The West Coast is home to the Oregon crab (M. fusca, Zone 7). It's native from the Aleutian Islands in Alaska, through British Columbia and into northern California. Pink or white flowers in spring give way to pale green, pleasantly scented, somewhat dry fruit that's good for making jellies. But its crowning glory is its orange and scarlet foliage in fall.
Many crab varieties that were popular in the past and are still available are highly susceptible to certain diseases.
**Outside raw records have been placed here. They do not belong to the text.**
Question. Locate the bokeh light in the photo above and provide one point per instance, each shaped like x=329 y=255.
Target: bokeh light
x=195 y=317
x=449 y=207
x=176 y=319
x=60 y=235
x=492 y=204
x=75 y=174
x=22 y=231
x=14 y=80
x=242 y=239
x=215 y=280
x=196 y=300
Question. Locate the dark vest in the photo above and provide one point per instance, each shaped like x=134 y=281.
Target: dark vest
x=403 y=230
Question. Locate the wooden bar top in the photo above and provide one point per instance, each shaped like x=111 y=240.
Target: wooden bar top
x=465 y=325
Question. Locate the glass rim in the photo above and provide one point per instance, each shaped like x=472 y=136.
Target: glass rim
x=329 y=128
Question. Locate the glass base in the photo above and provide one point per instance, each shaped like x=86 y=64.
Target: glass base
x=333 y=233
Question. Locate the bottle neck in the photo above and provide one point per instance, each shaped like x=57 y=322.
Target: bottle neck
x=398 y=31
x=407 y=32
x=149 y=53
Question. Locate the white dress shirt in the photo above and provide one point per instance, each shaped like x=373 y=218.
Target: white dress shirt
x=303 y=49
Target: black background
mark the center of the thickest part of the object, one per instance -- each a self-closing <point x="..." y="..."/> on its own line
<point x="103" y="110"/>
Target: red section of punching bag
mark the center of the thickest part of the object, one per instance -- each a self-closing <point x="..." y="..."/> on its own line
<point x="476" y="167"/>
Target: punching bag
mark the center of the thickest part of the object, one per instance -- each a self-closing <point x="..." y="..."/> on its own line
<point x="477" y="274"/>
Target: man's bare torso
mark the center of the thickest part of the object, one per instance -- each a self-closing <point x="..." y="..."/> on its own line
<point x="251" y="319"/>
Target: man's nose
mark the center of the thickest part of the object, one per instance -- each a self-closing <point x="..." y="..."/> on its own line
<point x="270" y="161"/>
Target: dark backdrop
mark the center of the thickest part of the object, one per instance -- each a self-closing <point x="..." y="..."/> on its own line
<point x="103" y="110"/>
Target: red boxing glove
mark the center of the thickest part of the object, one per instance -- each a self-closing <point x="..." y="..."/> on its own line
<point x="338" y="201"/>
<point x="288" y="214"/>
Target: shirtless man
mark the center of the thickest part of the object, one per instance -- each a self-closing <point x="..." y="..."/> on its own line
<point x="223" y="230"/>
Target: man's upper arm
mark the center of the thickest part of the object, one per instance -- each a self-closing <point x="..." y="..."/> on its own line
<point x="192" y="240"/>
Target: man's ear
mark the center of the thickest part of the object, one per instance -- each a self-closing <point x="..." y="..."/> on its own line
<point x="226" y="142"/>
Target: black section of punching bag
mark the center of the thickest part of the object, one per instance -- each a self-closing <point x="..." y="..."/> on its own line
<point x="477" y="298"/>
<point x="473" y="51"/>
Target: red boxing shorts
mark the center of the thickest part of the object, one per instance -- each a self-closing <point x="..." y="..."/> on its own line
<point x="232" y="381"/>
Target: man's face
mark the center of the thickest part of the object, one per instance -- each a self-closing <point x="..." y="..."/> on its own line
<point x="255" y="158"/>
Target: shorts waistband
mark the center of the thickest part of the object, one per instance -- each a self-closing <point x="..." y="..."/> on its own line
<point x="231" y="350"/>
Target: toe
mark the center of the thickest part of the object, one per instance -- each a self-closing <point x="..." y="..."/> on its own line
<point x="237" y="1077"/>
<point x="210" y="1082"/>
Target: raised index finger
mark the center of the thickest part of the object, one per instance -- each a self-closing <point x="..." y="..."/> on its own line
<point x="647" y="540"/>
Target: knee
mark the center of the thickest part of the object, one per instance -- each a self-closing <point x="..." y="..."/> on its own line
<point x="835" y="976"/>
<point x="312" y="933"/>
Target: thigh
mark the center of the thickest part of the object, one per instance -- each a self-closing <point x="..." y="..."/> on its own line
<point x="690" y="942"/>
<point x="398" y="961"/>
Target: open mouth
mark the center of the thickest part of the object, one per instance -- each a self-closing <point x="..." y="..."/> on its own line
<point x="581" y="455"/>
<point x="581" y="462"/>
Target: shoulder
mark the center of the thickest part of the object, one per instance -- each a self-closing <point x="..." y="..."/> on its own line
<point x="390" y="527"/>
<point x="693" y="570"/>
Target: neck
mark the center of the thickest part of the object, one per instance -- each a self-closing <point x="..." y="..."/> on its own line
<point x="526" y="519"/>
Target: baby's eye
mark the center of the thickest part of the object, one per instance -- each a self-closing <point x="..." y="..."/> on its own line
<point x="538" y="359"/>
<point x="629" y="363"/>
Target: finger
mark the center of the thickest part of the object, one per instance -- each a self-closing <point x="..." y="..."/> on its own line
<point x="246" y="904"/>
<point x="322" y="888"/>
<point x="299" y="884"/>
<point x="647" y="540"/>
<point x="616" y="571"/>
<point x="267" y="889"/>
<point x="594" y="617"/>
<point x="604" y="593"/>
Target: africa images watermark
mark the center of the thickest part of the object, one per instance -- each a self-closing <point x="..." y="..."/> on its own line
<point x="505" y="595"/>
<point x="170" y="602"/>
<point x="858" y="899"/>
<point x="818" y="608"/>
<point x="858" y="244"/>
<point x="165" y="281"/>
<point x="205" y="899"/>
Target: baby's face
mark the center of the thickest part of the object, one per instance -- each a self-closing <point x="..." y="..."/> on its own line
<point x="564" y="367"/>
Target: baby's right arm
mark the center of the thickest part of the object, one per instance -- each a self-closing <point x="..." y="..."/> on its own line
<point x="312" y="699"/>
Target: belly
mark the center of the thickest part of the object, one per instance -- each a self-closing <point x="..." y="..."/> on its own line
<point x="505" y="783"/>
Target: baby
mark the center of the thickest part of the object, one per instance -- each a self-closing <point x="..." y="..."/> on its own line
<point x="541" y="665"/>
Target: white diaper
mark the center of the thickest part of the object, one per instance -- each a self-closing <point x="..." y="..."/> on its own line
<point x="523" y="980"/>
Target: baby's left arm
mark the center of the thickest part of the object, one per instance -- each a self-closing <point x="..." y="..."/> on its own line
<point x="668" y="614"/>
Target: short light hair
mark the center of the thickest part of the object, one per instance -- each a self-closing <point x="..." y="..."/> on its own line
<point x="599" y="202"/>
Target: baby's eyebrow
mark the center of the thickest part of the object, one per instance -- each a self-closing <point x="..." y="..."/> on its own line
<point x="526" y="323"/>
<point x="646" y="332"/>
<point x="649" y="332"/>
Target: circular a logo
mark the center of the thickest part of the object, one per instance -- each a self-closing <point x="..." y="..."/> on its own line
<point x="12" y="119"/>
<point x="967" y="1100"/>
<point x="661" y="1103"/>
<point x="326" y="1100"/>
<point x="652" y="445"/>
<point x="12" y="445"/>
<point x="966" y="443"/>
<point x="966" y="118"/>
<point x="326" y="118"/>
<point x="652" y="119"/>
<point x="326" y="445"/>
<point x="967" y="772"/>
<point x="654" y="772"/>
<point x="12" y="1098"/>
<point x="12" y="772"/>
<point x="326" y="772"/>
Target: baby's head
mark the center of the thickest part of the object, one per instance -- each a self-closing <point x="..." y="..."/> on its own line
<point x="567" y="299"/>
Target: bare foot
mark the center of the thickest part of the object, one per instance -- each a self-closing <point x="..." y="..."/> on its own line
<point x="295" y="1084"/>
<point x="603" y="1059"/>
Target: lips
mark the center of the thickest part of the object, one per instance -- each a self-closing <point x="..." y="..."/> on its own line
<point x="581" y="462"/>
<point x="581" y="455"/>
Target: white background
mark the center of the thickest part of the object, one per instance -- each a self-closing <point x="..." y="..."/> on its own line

Here are some you should steer clear of: ‘Almey', ‘Hopa', ‘Klem's Improved Bechtel', ‘Makamik' (shown above), ‘Radiant', ‘Royalty', ‘Snowcloud' and Malus ionesis ‘Plena'.
Like regular apples, crabapples can suffer from several diseases, though they're seldom much of a problem. In my 27 years as curator of the Dominion Arboretum in Ottawa, there was rarely a serious outbreak among the dozens of crabs growing there. However, disease resistance depends on which cultivar you choose (see above).
For best results, plant disease-resistant varieties (see “The Best Crabs”), and keep an eye out for the following problems.
Cedar-apple rust A fungus that causes yellow spots on leaves but needs junipers or cedars nearby to complete its life cycle. Inspect conifers in early spring and prune off any orange galls.
Apple scab A fungus that causes dark spots on leaves and corky patches on fruit, but the birds will still eat them. Apple scab overwinters in bark crevices and on fallen leaves. Good sanitation and spraying with lime sulfur in late winter help control it. Severe attacks can weaken the tree over a few years and eventually kill it.
Fire blight A bacteria that, true to its name, makes a branch look like it's been burnt with a blow torch. It can spread rapidly, so remove infected wood as soon as you see symptoms; prune back to where there's no brown discoloration on the exposed end of the cutting. Be sure to disinfect pruning tools between cuts with a 50/50 bleach-water solution or undiluted rubbing alcohol to avoid reinfecting the wound.
Mildew Another fungus, it covers the leaves with a white coat; it's likely to occur in humid regions. Repeated attacks can defoliate and weaken the tree.